Kuchar rolled in an 18-inch putt for par Monday on the sixth hole of a sudden-death playoff to beat Vaughn Taylor and win the Turning Stone Resort Championship.

“It’s hard to describe the feeling,” said Kuchar, who missed the cut at Turning Stone two years ago. “They’re so difficult to win. If you don’t win, there’s not a whole lot of rewards. The game beats you up.”

Kuchar knows from experience. A heralded amateur player — he was the 1997 U.S. Amateur champion after Tiger Woods’ three-year run — and a star at Georgia Tech, he won the 2002 Honda Classic in his first full season on tour.

That was it until Monday.

“There’s something to be said about guys that win,” Kuchar said as he hugged his young son Cameron and kissed his wife Sybi. “It’s a feeling you don’t experience very often. I got my first one rather easily.”

Kuchar improved to 2-0 in playoffs and the top prize of US$1.08 million boosted his earnings for the year past $2.3 million to 25th on the money list. His best previous finish in a tournament this year was a fifth-place tie at the Memorial in June.

Tied for the lead after 72 holes, neither player managed to win after two playoff holes on Sunday. They each birdied the first extra hole and parred the second before play was suspended because of darkness.

Playing the 12th, 13th and 18th holes in the playoff, Kuchar missed a chance to win on the first hole Monday when he missed a four-foot putt at the par-4 13th.
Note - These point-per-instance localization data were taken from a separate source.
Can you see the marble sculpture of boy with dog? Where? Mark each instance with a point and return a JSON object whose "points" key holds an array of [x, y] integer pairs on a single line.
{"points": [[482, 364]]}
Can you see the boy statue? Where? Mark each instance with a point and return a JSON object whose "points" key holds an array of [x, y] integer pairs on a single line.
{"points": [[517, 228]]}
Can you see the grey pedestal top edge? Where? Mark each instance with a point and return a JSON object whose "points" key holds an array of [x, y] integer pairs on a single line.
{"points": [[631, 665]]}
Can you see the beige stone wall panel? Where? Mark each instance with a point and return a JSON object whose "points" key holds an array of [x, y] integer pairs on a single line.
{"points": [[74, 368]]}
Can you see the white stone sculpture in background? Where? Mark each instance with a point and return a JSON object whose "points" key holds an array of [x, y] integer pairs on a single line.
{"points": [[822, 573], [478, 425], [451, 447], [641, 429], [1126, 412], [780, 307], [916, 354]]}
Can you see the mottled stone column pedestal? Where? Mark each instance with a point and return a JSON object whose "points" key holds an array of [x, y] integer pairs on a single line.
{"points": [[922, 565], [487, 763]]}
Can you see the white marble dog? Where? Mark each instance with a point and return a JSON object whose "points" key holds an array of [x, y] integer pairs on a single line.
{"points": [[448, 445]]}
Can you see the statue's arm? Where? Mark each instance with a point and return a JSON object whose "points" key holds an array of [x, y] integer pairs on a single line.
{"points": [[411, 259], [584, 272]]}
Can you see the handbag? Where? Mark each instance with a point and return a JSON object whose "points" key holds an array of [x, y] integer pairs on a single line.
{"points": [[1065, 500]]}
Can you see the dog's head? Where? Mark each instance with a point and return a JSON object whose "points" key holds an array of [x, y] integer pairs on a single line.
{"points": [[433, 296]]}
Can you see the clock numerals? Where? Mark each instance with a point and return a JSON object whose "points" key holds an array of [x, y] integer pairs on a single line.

Each player bogeyed the hole.

They matched each other again on the next two holes, with Kuchar sinking a 20-foot birdie putt at No. 18 and Taylor then calmly rolling in a seven-foot putt.

Then, as a stiff crosswind picked up and a light rain began to fall, Kuchar got a huge break when Taylor hit his tee shot at No. 13 into the water hazard along the right side of the fairway and had to take a penalty stroke.

With a light mist blowing in his face, Kuchar hit his second shot into the rough on a slope to the right of the green and pitched inside two feet.

Taylor finished with double bogey on a hole he had parred during every round and Kuchar easily made par.